川口:穂歩は決め打ちでした。フルーツタルトの5人は比較的若手の方で固めることは当初から決まっていたのですが、そうなると毎回登場して教えたりしてくれる人が必要だと思って。
そうしたら以前、『フレームアームズ・ガール』に出演してもらった時も同じような状況で、おもしろい芝居をしてくれた日笠さんの名前が挙がったんです。日笠さんならみんなを引っ張ってくれるだろうという信頼の元、お願いすることになりました。
乙役に関しては、誰にお願いするのか当初は決まっていなくて、収録が半分以上過ぎたところで決まりました。でも堀江さんにお願いしたいなと思っていたので、運よくスケジュールがはまってよかったです。

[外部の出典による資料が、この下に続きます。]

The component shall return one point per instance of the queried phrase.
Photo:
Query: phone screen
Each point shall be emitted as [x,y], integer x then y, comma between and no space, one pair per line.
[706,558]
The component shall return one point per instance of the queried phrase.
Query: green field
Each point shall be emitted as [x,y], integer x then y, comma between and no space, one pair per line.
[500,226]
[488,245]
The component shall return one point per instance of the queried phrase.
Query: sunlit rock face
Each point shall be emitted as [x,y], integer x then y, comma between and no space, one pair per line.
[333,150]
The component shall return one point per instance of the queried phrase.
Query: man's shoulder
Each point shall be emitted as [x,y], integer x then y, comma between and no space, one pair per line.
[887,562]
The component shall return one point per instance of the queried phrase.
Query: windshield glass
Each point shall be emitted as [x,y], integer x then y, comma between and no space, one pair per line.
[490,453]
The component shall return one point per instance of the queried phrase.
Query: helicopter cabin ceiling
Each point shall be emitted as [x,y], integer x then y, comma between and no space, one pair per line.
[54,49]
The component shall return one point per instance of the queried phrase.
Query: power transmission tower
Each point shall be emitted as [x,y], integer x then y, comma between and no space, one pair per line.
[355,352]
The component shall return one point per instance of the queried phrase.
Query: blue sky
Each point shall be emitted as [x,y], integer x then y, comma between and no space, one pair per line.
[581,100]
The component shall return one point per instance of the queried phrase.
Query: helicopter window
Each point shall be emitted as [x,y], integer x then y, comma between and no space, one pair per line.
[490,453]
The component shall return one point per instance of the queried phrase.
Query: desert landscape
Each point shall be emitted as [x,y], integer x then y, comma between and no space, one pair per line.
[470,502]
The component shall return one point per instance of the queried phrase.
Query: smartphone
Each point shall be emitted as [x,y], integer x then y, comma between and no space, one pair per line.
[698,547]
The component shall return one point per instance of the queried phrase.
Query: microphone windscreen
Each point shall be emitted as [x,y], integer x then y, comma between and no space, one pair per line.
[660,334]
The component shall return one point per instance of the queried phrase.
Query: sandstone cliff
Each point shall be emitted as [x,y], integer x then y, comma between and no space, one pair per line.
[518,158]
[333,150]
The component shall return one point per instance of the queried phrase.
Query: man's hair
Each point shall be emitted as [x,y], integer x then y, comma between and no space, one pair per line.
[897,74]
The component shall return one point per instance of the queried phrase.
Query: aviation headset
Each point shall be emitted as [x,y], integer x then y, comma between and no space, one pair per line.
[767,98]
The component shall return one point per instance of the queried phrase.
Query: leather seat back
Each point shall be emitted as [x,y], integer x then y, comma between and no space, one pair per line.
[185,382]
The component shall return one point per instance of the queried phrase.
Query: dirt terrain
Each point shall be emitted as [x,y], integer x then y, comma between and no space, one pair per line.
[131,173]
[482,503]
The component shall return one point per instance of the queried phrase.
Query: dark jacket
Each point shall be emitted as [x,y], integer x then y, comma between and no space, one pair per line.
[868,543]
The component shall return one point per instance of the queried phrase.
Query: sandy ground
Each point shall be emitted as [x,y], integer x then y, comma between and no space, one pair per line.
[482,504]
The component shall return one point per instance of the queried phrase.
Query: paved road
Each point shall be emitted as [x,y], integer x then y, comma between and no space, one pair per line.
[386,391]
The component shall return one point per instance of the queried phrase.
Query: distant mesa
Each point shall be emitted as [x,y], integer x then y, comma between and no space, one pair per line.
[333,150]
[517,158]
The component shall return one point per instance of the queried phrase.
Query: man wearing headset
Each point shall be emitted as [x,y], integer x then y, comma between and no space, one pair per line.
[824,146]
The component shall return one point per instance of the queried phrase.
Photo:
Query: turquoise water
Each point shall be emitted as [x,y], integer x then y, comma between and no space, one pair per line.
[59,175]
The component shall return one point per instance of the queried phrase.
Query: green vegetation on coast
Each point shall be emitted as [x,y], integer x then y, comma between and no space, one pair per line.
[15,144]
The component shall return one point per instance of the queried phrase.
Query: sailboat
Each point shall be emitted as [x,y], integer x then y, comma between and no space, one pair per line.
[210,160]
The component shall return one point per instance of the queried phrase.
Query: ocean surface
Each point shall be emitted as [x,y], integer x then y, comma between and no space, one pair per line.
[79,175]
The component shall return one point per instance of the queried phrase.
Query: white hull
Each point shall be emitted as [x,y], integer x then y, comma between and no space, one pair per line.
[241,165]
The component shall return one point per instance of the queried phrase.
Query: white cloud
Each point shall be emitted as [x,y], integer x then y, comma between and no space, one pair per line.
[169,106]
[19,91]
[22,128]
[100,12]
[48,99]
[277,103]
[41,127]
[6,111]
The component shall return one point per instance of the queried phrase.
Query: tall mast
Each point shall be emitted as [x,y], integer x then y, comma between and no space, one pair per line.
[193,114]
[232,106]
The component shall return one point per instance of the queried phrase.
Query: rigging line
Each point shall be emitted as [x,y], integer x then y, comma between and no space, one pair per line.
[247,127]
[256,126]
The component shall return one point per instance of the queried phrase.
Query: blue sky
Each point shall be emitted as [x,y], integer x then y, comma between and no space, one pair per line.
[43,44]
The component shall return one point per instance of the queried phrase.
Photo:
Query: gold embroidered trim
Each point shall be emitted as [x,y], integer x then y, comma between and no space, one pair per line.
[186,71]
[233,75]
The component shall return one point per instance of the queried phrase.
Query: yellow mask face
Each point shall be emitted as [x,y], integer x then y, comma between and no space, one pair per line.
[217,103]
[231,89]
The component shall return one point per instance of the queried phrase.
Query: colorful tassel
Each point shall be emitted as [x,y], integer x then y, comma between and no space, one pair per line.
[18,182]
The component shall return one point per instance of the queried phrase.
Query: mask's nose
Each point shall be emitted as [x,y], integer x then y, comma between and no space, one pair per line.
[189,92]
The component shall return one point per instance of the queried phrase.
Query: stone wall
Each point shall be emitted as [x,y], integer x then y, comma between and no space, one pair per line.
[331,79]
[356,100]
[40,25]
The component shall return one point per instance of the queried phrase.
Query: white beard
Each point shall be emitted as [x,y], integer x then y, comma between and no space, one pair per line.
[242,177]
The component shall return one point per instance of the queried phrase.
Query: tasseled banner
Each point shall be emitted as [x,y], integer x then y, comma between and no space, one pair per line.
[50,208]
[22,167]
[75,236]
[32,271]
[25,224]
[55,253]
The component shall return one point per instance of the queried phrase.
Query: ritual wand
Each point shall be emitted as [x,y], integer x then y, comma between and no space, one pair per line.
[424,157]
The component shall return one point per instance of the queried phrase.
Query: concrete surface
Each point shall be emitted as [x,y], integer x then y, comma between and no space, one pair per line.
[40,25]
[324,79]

――監督から5人のキャストさんにアドバイスやお話はされたのでしょうか?
川口:最初に多少話しましたが、「基本は自由にやってほしい」とか「好きにやっていいよ」くらいしか言わなかったので、肩透かしにあったように感じられたかも(笑)。
――作品によっては最初に想いを熱く語られることもあるようですが今回は……。
川口:肩ひじ張らずに楽しくやりたかったので、そんなこともなく(笑)。みなさん、日笠さんのように肩の力を抜いているように見えて、しっかりとまじめにお芝居されるので。
台本をきっちり読むよりは「このキャラクターだったらこう言うんじゃないか」という部分を出してほしいという話はしました。